The survey of support agencies that UK Network of Sex Work Projects found that the top recommendation was more funding for support services. Now thats not a bad thing, but if it were a coalition of domestic violence projects arguing that they should get more money while opposing the eradication of domestic violence, I’d be dubious towards their motives. Its poverty pimping, making money out of the backs of abused wo/men and doing absolutely hee haw to end the abuse.
With the introduction of £9K fees for students this year, and debt being identified as a reason for many women entering or remaining within the sex industry – students, particularly young female students are at particular risk of being drawn in as a way to cope with the financial demands of attending university.
The Independent has found a company calling itself “SponsorAScholar”, which seeks to link up cash-strapped students with “sugar daddies” that will pay their way through university inexchange for sexual services. Some who may be aware of the risks of entering outright prostitution yet under severe financial pressure be attracted to such an arrangement, although it would seem that it may simply be a preditor to sexually abuse women under the pretense of such a “company”. Either way, it teaches women that what they are valued for is their sexuality, while their intellect is something for which they must pay. Using their brain costs money, allowing their bodies to be used is profitable, as the number of students involved in the sex industry doubles in a year.

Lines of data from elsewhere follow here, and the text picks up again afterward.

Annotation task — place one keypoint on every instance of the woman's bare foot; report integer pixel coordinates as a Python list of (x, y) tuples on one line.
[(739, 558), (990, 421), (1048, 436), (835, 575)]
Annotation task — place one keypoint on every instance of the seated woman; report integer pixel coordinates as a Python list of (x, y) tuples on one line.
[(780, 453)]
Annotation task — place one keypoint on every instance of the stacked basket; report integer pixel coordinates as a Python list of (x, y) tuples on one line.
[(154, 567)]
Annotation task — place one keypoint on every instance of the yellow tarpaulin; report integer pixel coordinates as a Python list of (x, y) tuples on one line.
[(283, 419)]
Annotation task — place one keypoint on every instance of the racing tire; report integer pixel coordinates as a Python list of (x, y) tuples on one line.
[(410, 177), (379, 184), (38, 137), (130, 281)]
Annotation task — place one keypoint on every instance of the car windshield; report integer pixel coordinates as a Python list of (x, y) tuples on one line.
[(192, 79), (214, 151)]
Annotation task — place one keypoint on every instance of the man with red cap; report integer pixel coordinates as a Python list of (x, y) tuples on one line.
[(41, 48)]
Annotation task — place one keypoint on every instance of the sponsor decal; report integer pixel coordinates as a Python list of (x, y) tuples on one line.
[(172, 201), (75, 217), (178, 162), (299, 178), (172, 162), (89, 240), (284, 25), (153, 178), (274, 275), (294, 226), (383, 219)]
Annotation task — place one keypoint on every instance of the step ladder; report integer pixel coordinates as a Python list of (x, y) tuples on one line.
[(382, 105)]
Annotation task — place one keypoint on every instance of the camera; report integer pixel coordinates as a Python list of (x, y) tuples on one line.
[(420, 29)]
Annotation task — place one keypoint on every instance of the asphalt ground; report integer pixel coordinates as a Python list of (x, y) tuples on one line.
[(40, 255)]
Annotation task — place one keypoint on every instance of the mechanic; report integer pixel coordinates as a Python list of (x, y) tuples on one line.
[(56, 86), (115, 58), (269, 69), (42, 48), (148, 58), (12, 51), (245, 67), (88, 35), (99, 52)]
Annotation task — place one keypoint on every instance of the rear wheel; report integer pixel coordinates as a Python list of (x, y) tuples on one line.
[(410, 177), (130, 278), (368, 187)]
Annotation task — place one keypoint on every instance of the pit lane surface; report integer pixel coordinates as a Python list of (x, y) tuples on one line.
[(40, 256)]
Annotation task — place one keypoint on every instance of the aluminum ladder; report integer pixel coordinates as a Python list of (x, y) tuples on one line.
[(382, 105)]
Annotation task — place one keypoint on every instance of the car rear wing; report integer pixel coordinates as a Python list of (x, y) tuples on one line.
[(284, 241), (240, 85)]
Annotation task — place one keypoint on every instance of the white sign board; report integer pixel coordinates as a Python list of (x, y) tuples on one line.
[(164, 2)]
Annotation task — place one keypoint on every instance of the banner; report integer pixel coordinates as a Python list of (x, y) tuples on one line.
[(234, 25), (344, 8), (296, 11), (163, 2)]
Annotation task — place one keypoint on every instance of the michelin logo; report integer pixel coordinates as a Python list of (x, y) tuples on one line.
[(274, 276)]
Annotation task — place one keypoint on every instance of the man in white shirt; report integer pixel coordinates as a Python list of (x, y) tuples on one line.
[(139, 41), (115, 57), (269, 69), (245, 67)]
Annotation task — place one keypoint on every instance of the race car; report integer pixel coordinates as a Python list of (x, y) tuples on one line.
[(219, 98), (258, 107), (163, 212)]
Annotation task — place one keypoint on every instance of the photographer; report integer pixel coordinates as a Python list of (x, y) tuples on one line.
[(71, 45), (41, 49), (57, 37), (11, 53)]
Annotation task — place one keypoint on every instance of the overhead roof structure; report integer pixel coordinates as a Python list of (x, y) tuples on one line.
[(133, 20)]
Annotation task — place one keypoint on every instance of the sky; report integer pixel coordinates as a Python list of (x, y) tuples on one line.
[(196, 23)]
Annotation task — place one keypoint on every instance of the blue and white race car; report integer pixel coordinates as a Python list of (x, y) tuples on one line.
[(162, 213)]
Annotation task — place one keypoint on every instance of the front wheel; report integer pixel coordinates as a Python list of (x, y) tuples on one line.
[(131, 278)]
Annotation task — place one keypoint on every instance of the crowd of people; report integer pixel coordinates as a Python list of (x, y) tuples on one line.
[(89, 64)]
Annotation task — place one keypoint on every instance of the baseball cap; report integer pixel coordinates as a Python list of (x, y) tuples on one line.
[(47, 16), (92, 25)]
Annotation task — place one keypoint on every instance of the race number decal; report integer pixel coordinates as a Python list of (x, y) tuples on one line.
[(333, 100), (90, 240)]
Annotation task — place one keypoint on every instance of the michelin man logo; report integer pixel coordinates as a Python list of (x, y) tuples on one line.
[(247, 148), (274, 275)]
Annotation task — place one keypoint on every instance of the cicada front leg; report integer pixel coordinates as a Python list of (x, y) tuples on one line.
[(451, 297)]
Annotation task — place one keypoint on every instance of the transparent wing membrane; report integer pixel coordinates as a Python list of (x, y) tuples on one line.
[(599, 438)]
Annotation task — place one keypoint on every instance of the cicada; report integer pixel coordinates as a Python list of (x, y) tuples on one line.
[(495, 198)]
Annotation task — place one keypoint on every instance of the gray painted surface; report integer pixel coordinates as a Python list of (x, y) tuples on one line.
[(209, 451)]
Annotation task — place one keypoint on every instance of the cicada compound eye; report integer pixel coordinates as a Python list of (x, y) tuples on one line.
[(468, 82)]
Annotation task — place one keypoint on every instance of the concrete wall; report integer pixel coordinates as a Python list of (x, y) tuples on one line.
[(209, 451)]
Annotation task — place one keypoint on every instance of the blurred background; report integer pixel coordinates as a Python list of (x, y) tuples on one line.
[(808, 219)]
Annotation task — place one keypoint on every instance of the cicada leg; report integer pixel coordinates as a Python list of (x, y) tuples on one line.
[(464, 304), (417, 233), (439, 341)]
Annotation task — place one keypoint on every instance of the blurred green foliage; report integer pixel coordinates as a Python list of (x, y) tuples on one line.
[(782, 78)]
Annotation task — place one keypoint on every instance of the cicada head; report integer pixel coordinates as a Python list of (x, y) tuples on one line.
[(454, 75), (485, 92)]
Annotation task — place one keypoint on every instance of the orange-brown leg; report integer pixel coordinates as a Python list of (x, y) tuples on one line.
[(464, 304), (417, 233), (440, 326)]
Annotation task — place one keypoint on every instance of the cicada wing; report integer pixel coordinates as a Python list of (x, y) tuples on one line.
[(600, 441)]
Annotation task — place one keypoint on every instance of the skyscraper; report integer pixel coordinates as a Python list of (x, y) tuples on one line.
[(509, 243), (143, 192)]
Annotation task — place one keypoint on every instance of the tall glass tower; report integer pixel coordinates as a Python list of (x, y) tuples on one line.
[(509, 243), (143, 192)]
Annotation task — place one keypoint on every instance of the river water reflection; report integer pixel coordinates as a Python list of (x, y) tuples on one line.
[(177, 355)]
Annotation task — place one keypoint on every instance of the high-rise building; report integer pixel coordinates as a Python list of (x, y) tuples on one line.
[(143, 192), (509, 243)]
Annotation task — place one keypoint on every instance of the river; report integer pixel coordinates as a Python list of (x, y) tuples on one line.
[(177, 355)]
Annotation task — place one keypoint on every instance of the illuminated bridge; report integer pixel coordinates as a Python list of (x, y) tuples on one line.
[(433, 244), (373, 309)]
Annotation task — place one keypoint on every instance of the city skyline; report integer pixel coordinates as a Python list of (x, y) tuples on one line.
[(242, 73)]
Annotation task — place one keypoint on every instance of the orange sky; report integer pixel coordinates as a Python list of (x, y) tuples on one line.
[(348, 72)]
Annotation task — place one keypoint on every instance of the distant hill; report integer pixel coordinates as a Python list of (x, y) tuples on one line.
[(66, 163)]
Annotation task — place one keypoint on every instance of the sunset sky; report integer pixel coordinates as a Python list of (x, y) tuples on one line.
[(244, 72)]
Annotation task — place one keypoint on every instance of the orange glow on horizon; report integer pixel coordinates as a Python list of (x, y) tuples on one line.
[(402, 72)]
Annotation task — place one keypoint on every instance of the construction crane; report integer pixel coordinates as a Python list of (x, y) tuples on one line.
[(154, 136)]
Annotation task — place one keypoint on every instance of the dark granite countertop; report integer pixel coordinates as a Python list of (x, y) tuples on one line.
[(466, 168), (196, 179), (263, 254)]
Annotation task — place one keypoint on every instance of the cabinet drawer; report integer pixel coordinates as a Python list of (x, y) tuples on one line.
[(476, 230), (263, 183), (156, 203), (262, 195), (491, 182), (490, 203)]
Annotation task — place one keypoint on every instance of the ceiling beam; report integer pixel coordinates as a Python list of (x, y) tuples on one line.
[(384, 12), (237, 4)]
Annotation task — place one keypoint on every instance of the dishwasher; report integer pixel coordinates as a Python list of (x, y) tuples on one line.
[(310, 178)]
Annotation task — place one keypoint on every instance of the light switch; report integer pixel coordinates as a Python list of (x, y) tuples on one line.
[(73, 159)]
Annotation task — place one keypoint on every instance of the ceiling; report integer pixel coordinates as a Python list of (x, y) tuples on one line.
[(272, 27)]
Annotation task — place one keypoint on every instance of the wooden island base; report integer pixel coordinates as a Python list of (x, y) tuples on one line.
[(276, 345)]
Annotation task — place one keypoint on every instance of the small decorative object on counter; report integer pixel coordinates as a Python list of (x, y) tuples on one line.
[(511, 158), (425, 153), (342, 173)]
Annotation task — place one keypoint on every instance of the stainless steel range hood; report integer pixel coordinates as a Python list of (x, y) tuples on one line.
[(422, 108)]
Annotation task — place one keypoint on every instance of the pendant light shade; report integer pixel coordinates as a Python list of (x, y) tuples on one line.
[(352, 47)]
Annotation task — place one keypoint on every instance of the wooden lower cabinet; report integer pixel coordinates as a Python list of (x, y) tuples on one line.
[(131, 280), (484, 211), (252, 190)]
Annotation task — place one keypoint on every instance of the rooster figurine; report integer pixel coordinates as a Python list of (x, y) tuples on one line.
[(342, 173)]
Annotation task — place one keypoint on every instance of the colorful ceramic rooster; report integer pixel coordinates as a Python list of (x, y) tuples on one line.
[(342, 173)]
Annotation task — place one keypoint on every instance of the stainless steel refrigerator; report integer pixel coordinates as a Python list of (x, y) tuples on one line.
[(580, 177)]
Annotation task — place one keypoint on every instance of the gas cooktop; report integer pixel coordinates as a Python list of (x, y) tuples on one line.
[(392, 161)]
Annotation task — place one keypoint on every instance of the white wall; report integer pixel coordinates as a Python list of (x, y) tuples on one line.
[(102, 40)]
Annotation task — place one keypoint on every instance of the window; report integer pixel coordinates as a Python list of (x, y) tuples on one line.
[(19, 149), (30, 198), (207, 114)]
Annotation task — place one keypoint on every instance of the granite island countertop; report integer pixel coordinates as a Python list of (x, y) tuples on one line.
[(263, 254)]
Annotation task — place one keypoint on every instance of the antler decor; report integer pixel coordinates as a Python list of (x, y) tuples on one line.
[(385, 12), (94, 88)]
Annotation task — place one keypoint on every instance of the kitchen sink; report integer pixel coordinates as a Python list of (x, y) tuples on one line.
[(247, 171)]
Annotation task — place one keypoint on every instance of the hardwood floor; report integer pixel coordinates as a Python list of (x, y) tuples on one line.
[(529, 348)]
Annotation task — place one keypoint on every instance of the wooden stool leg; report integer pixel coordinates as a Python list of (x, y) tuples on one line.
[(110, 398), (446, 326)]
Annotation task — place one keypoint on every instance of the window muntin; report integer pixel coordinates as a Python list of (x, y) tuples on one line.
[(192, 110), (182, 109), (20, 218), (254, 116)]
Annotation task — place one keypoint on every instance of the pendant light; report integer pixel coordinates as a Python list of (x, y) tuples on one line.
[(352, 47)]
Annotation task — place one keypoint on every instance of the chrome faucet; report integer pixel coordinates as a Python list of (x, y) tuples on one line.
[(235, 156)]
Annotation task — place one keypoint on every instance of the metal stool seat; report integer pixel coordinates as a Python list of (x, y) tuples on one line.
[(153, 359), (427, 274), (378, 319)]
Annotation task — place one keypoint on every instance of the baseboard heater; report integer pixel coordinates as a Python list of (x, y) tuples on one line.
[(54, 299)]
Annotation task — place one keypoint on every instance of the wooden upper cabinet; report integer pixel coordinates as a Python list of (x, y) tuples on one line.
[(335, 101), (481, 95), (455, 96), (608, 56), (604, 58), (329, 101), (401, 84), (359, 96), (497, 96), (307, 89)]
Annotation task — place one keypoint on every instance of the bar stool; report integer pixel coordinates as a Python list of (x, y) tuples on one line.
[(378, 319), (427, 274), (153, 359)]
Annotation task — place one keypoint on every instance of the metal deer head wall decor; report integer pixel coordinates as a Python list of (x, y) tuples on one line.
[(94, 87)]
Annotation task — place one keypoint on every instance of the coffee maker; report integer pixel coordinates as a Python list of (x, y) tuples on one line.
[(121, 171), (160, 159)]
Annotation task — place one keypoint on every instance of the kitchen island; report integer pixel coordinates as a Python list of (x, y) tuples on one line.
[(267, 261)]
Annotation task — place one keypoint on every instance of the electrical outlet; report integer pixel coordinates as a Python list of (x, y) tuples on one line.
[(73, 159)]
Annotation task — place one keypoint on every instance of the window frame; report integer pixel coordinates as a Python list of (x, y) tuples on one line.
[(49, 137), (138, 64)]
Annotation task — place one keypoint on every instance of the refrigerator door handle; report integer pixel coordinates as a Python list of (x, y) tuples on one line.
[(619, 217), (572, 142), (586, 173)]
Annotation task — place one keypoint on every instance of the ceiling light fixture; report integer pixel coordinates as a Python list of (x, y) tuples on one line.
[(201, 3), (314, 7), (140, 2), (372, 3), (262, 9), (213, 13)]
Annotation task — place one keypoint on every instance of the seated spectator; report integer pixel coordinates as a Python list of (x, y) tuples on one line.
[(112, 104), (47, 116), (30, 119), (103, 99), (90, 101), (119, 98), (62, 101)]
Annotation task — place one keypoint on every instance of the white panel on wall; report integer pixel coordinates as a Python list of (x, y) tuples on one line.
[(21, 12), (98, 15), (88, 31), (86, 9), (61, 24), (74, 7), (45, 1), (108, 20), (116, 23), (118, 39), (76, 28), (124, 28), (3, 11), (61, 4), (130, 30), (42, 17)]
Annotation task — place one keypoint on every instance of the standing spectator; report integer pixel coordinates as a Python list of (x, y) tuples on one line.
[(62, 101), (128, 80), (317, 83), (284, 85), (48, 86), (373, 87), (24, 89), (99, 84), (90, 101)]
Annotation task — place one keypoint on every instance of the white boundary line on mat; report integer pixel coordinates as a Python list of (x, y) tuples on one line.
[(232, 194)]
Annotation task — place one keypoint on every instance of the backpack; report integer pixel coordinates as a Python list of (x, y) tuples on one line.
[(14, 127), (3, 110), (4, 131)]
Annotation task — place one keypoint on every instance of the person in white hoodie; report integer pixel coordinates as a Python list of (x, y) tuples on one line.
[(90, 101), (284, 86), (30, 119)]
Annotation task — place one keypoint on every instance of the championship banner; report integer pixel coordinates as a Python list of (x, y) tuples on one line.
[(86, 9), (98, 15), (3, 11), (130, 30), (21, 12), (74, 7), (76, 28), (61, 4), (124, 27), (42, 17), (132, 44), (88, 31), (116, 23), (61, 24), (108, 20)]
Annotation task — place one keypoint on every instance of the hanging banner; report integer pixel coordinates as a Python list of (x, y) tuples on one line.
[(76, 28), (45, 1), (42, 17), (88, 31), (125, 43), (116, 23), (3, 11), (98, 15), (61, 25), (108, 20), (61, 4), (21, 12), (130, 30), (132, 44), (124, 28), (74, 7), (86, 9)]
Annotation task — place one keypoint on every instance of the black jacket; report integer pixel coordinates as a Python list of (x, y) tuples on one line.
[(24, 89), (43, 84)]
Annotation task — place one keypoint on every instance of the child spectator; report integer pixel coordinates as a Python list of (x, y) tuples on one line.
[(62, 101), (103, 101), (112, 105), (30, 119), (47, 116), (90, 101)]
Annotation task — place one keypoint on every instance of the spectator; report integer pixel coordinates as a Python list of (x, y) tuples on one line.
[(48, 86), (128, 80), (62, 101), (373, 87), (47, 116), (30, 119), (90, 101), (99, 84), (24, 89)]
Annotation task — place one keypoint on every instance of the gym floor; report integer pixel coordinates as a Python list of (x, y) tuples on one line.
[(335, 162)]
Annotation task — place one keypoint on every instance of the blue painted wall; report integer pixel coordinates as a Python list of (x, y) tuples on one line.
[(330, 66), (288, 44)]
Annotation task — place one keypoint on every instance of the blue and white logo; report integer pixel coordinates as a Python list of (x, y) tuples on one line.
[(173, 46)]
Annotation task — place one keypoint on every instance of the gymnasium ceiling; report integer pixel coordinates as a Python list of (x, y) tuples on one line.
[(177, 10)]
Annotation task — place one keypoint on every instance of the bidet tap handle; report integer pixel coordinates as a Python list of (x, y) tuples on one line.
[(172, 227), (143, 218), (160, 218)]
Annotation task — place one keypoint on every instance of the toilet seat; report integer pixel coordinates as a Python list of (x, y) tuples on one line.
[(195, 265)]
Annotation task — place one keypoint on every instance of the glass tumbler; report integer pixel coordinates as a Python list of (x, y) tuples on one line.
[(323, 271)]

We must end this culture of entitlement to other people’s bodies through payment. Support services for those abused in this manner are all well and good, but if they don’t work to end the reasons why the services are needed in the first place, they become an off-shoot of the industry itself. At a time when women are being hit hard by the ConDem cuts, and the young hammered by the introduction of tuition fees, young women, in particular, are being made vulnerable to abuse for payment. Until demand is tackled, and the responsibility of eradicating the sexual abuse is placed on those who would abuse, wo/men will absorb abuse as a means of survival, whether that is to pay university fees or pay their dealers.
It is atrocious that Universities are being funded by money that students are receiving to be sexually abused; it is disgraceful that an umbrella organisation designed to co-ordinate services for sexually abused women see no need to demand the criminalisation of the behavior and it is awful that people are being led to believe that the sexual abuse of wo/men is perfectly acceptable so long as they give money for it.